Einmal auf das Schema verfallen, zieht Siciliano es konsequent durch. Repetitiv wie die Sexszenen wird nun auch die Story, wenn nun ein weiteres heterosexuelles Pärchen das Gelände der Villa betritt. Diesmal handelt es sich indes nicht um Bekannte Marinas, sondern deren Eierfrau. Ihr Partner wartet am Hoftor, während die Dame nur schnell die Eier abgeben möchte. Allmählich wird die Zeit ihm lange. Er beginnt nach ihr zu rufen, berührt die Gatterstäbe – und die versengen ihm sofort die Hände, dass ihm das Fleisch brennt. Kurz darauf wird er von einem grässlichen Jucken befallen. Nackt umherspringend, nachdem er sich die Klamotten vom Leib gerissen hat, und als würden Millionen Flöhe ihn piesacken, vertreibt er sich die Zeit, die seine Freundin, inzwischen ebenfalls unter Sonias Allmacht geraten, zwangsweise nutzt, mit dieser, Marina und der Frau des Mannes, der im Brunnen hat enden müssen, ausgiebigen – und von Siciliano reichhaltig bebilderten – Geschlechtsverkehr abzuhalten. Diesmal ist Sonia gnädig: Beide, Männlein wie Weiblein, dürfen ihr Reich lebend verlassen, nachdem sie den einen genug gequält und die andere um genügend Körperflüssigkeiten erleichtert hat. „Das ganze Haus ist in meiner Hand!“, frohlockt die Schwarzmagierin. „Ich habe es verzaubert!“ Da sie nun schon einmal angefangen hat, Hausputz zu machen, muss jetzt auch die Frau des ersten Pärchens dranglauben. Die hat nämlich, für Sonias Begriffe, zu viel Zuneigung von Bruno erfahren, der sie zur Strafe verspeisen muss, nachdem Sonia sie lange genug im hauseigenen Bratofen hat garen lassen. (Nein, ich denke mir das alles wirklich nicht aus!)

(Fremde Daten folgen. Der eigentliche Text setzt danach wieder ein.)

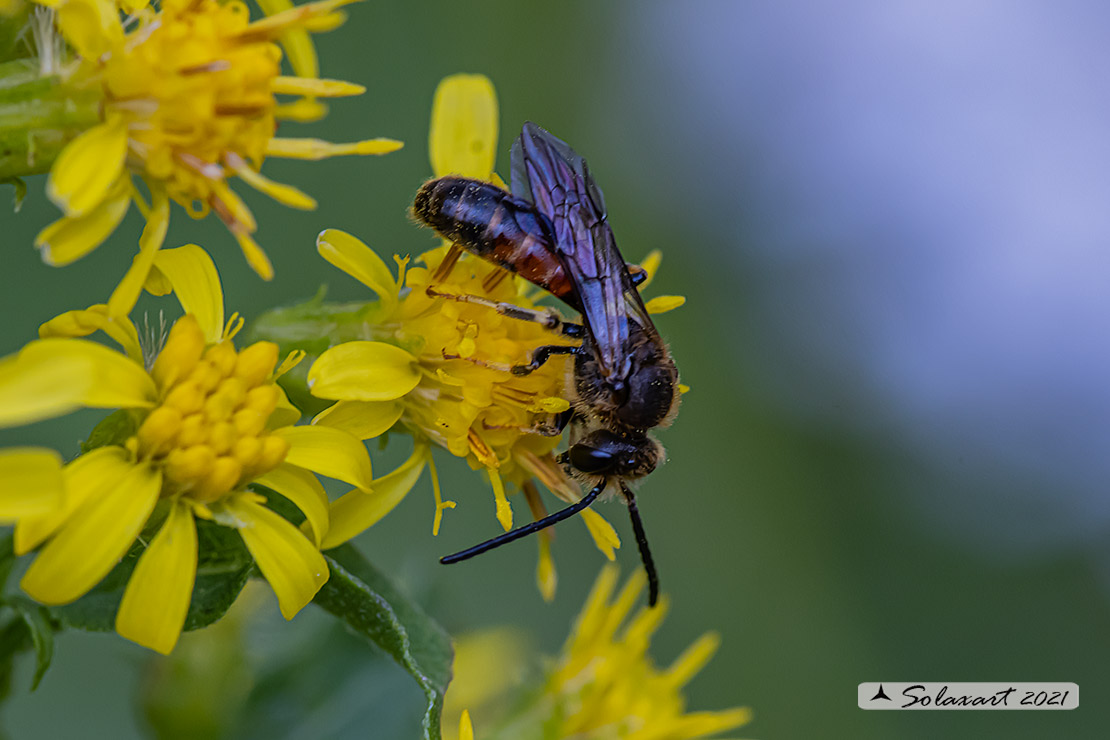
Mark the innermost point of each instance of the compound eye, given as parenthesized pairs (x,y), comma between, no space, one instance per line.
(591,459)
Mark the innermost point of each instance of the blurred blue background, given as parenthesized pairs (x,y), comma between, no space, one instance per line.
(891,223)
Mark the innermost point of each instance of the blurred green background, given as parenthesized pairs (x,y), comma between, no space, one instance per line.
(891,463)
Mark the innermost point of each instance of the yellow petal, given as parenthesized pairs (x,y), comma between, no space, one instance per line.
(363,371)
(157,599)
(314,87)
(83,323)
(651,265)
(125,294)
(286,558)
(355,259)
(93,539)
(502,508)
(464,127)
(281,192)
(365,419)
(330,453)
(593,616)
(693,660)
(318,149)
(603,533)
(32,483)
(71,237)
(54,376)
(299,47)
(662,304)
(546,578)
(91,27)
(88,168)
(118,382)
(89,475)
(285,413)
(304,492)
(191,273)
(359,510)
(255,256)
(302,110)
(299,16)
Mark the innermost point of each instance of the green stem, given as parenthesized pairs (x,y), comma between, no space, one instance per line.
(39,114)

Abb.2: Sicilianos Vorstellung eines "Zombies": Marinas Ehegatte kehrt aus dem Brunnengrab zurück, schaut böse - und wird vom Film dann schlicht vergessen...
Es wird Zeit für einen neuen Charakter, oder? Die junge Frau, die wir nun nicht vorgestellt, sondern einfach vorgesetzt bekommen, heißt Cindy, ist ebenfalls Marinas Freundin und wohnt in einem Großstadtappartement, wo sie Sonia – weshalb auch immer – anruft, und bittet, zu ihr und Marina in deren Landhaus zu kommen. Cindy leistet dem Ruf Folge, und tanzt erst einmal ausgiebig mit Bruno, als ginge es um ihr Leben. Dass es darum ginge, vermutet ihr Freund – weshalb auch immer -, der ihr gefolgt ist, und sich Zugang zur Villa verschafft, denn irgendwas ist ihm dort nicht ganz geheuer. Sonias Einflusssphäre, die das vielzimmerige Gebäude durchdringt wie die uferlose Emanation von etwas sehr Bösem und sehr Lüsternem, lässt Cindys Liebsten freilich nicht nur nicht ungeschoren, sondern hat für ihn ein besonders pikantes Detail in petto: Marina, die zwischenzeitlich von Sonia ebenfalls ermordet worden ist, wird von ihrer Gebieterin als Zombie reanimiert, und zur psychischen wie physischen Befriedigung Sonias dem neuen Mann im Haus als Sexspielzeug überantwortet. Bei Tagesanbruch aber wendet sich endlich das Blatt. Sonia, auf einmal ihrer übermenschlichen Kräfte beraubt, schafft es nicht, gegen Cindys Freund anzukommen, der sie rücklings auf ein Bett wirft, und zusammen mit seiner Freundin die Flucht ergreift. Der Körper der plötzlich metaphysisch kastrierten und reglos auf der Matratze liegenbleibenden Hexe verfällt allmählich in Schlaf, um, ohne dass ein Schnitt gesetzt worden wäre, gleich darauf wieder aus einem schlimmen Traum zu erwachen. Tatsächlich markiert diese Szene all die vorherigen Vorgänge als bloßen Wunsch- oder Alptraum Sonias, die wir nun als Hausmädchen der Villa wiederfinden. Marina und Giovanni behandeln sie wie ein Stück Dreck, und nur Bruno, der Hausknecht, ist ihr einziger Strohhalm in einem freudlosen Leben als Fußabtreter für die Oberschicht. Am Ende stehen wir dann wieder am Anfang: Marina und Giovanni erfreuen sich gegenseitig ihrer Körper, und Sonia schwört ihnen, bewaffnet mit ihrem Räucherschälchen, bittere Rache…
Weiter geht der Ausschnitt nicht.